Instructors leave because of the Honor Code that College of Engineering students have adhered to since 1915. At every exam students sign a pledge that says “I have neither given nor received aid on this examination, nor have I concealed any violation of the Honor Code.”
Violations of the code are not limited to peeking at answers on someone else”s test or copying homework.

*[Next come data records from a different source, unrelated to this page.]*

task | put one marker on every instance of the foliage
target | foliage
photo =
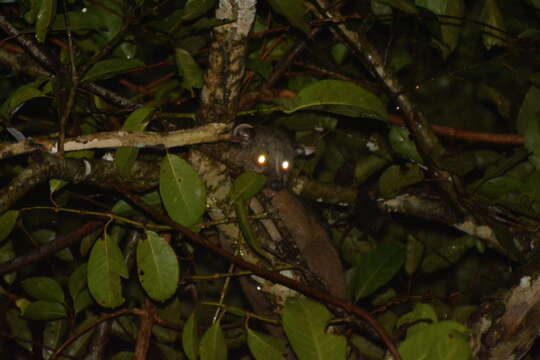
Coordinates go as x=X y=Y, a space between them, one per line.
x=470 y=66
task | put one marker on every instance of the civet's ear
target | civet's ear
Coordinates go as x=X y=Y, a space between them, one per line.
x=243 y=134
x=305 y=150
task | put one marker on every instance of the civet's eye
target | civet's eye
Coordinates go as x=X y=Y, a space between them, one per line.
x=261 y=160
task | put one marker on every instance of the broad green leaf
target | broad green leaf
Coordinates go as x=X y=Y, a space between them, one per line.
x=43 y=288
x=105 y=267
x=19 y=329
x=213 y=346
x=491 y=15
x=294 y=11
x=415 y=250
x=339 y=97
x=182 y=191
x=125 y=157
x=79 y=347
x=395 y=178
x=44 y=310
x=528 y=124
x=402 y=144
x=78 y=20
x=304 y=322
x=7 y=223
x=18 y=98
x=53 y=335
x=188 y=70
x=190 y=337
x=108 y=68
x=376 y=268
x=82 y=301
x=157 y=267
x=246 y=186
x=7 y=253
x=77 y=281
x=44 y=18
x=196 y=8
x=445 y=340
x=421 y=311
x=367 y=348
x=265 y=347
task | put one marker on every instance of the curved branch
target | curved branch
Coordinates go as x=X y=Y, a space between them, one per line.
x=115 y=139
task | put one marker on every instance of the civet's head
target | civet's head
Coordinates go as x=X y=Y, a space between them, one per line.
x=265 y=150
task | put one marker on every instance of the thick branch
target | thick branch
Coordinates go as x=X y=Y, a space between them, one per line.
x=116 y=139
x=221 y=92
x=144 y=176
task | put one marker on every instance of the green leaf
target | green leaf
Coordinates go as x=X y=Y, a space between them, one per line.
x=528 y=124
x=105 y=267
x=7 y=253
x=82 y=301
x=246 y=186
x=339 y=97
x=304 y=322
x=125 y=157
x=19 y=329
x=157 y=266
x=188 y=70
x=196 y=8
x=424 y=313
x=182 y=191
x=43 y=288
x=79 y=347
x=415 y=250
x=294 y=11
x=402 y=143
x=491 y=15
x=18 y=98
x=7 y=223
x=265 y=347
x=395 y=178
x=213 y=346
x=190 y=337
x=44 y=18
x=376 y=268
x=445 y=340
x=108 y=68
x=44 y=310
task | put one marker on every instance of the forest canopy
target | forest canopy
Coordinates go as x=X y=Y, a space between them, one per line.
x=270 y=179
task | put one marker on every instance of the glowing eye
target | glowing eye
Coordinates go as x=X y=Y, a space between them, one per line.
x=261 y=160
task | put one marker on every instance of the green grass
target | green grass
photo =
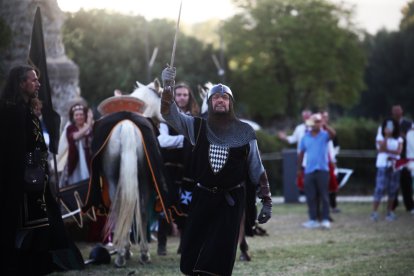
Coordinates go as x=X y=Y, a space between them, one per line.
x=354 y=246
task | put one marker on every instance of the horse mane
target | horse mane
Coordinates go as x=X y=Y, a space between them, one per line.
x=150 y=94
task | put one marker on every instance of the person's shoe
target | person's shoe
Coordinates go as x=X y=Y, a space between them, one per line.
x=391 y=216
x=326 y=224
x=311 y=224
x=374 y=216
x=336 y=210
x=161 y=250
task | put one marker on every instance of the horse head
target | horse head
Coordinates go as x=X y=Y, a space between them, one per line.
x=150 y=94
x=202 y=92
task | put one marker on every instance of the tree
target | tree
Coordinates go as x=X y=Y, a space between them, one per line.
x=113 y=50
x=390 y=72
x=288 y=55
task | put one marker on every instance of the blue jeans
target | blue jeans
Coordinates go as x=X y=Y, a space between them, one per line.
x=316 y=187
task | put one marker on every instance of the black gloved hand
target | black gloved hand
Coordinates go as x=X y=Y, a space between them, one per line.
x=168 y=76
x=266 y=211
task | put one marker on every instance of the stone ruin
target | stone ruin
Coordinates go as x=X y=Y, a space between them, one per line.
x=63 y=73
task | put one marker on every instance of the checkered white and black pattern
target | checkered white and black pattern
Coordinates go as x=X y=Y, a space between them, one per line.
x=218 y=156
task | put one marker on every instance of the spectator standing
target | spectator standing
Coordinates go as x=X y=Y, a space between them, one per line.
x=389 y=146
x=176 y=152
x=405 y=176
x=333 y=150
x=315 y=145
x=76 y=140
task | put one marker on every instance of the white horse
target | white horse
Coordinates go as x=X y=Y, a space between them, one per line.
x=129 y=177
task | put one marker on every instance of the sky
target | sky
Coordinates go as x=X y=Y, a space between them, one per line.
x=371 y=15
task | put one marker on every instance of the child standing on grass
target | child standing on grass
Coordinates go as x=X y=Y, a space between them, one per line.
x=389 y=146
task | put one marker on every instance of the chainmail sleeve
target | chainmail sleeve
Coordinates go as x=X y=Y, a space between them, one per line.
x=256 y=167
x=182 y=123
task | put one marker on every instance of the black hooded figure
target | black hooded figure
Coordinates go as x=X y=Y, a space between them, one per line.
x=225 y=155
x=33 y=237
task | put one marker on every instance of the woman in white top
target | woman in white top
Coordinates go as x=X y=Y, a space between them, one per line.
x=389 y=146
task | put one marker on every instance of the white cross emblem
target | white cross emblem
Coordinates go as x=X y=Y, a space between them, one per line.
x=218 y=157
x=186 y=197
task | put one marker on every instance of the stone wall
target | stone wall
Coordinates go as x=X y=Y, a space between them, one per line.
x=63 y=73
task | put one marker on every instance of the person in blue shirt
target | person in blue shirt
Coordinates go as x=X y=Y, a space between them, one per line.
x=315 y=145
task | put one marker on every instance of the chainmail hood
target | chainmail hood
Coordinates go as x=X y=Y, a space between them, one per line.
x=226 y=129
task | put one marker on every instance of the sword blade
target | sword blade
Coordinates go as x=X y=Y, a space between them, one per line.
x=176 y=35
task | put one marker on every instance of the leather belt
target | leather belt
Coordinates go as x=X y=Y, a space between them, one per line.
x=226 y=191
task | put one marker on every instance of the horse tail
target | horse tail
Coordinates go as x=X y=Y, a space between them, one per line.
x=125 y=205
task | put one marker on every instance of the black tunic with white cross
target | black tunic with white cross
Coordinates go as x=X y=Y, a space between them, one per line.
x=210 y=240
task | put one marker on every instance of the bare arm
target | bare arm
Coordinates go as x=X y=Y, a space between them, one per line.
x=330 y=130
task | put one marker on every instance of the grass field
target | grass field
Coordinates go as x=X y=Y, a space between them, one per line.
x=354 y=246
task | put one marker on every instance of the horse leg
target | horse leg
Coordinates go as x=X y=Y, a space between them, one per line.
x=145 y=188
x=124 y=192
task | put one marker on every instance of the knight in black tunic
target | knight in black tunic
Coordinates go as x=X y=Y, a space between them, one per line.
x=33 y=237
x=225 y=156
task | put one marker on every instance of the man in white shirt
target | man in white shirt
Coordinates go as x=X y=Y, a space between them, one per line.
x=176 y=152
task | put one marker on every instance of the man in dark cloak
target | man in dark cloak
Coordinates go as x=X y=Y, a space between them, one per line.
x=225 y=155
x=33 y=238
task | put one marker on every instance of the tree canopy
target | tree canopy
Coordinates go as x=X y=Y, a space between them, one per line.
x=113 y=52
x=389 y=75
x=288 y=55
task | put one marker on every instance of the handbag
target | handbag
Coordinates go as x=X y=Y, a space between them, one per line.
x=34 y=175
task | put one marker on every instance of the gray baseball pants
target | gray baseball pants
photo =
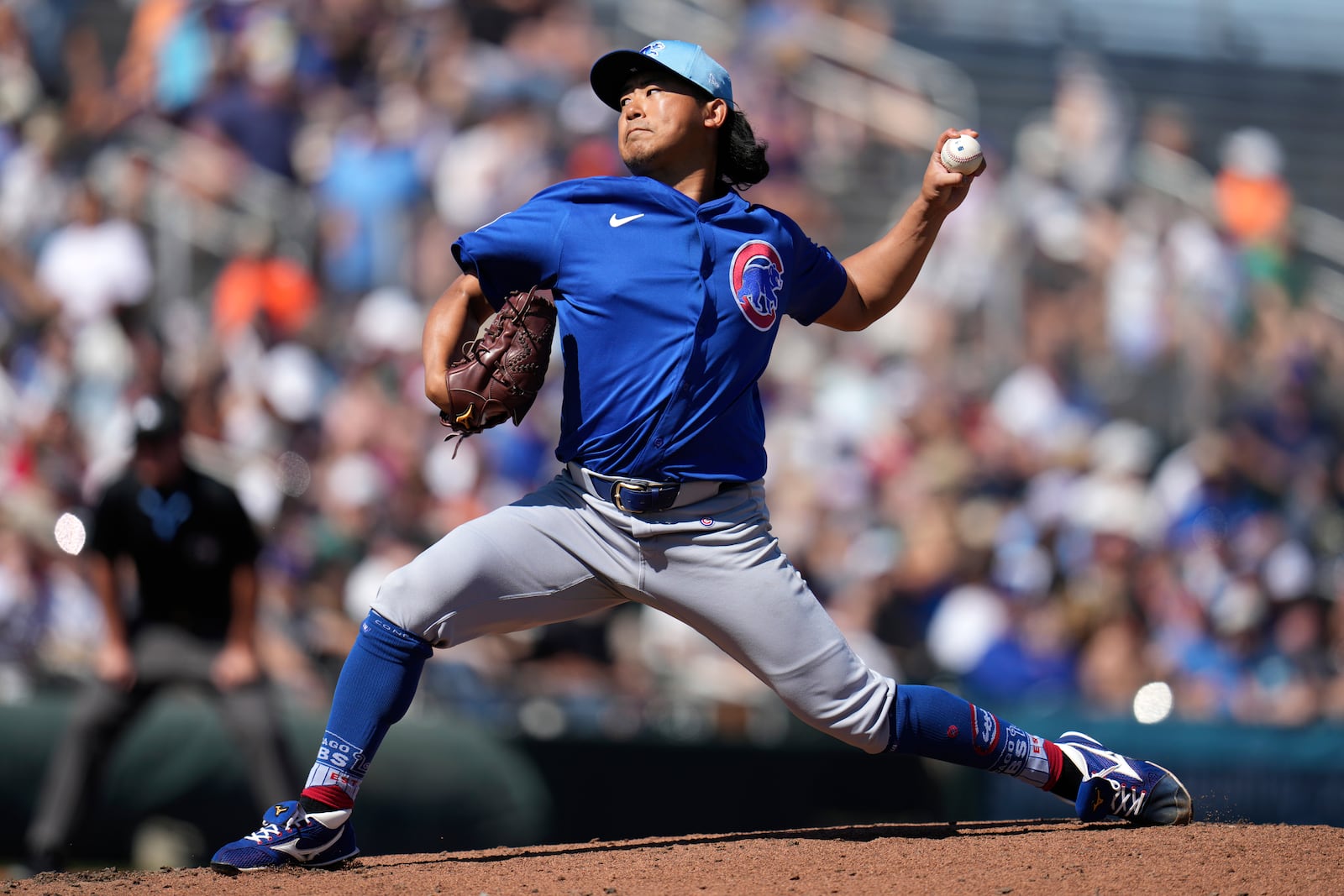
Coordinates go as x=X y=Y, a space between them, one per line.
x=562 y=553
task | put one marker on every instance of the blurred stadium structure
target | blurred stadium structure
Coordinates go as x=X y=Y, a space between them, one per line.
x=1100 y=446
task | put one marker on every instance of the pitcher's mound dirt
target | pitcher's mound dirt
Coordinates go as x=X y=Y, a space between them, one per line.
x=999 y=857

For some professors, violations include working together on homework assignments or getting help from anyone other than the class instructors.
Some students believe the College of Engineering is trying to “stunt their personal growth” and turn them into “hermits,” but Engineering Junior Ted Way said that”s not the case.
Currently, the Honor Code is undergoing minor changes to make it more relevant to students and easier to understand.
“The Honor Code assures that students with an Engineering degree from the University are honorable and trustworthy persons,” Way said.
Way is president of the Honor Council, the student group that oversees the code, investigates accused violations and recommends verdicts and punishments to the Faculty Committee on Discipline.
“These are the principles we believe are important,” Way said. “You shouldn”t take credit for other people”s work.”
But other Engineering students see the Honor Code in a different light.
“The whole thing is crap,” said an Engineering sophomore who asked not to be identified. He was accused of violating the Honor Code when a classmate allegedly stole one of his programs.
After appearing before the Honor Council, the student was found guilty and was punished with 25 hours of community service and a record of the incident on his transcript.
“I thought it was really unfair because I was wrongly accused,” the student said. He also commented on the fact that the Honor Council is made up of peers of the accused.
“Usually if one of those students is your friend, that almost always gets you off the hook without even a slap on the wrist,” he said. “It ensures that all students are honest and trustworthy unless you have friends on the Honor Council.”
“What we do is only a recommendation,” Way said. The council takes extenuating circumstances such as death of a relative into account when judging cases, but does not discuss their decision in front of the accused student.
“We find a good 80 to 90 percent guilty,” Way added, since professors make most of the accusations.
Engineering students readily admit that the code is not always followed.
“You walk around the third floor of the media union Thursday night and you see it being broken all the time,” Way said, referring to students working on their homework together.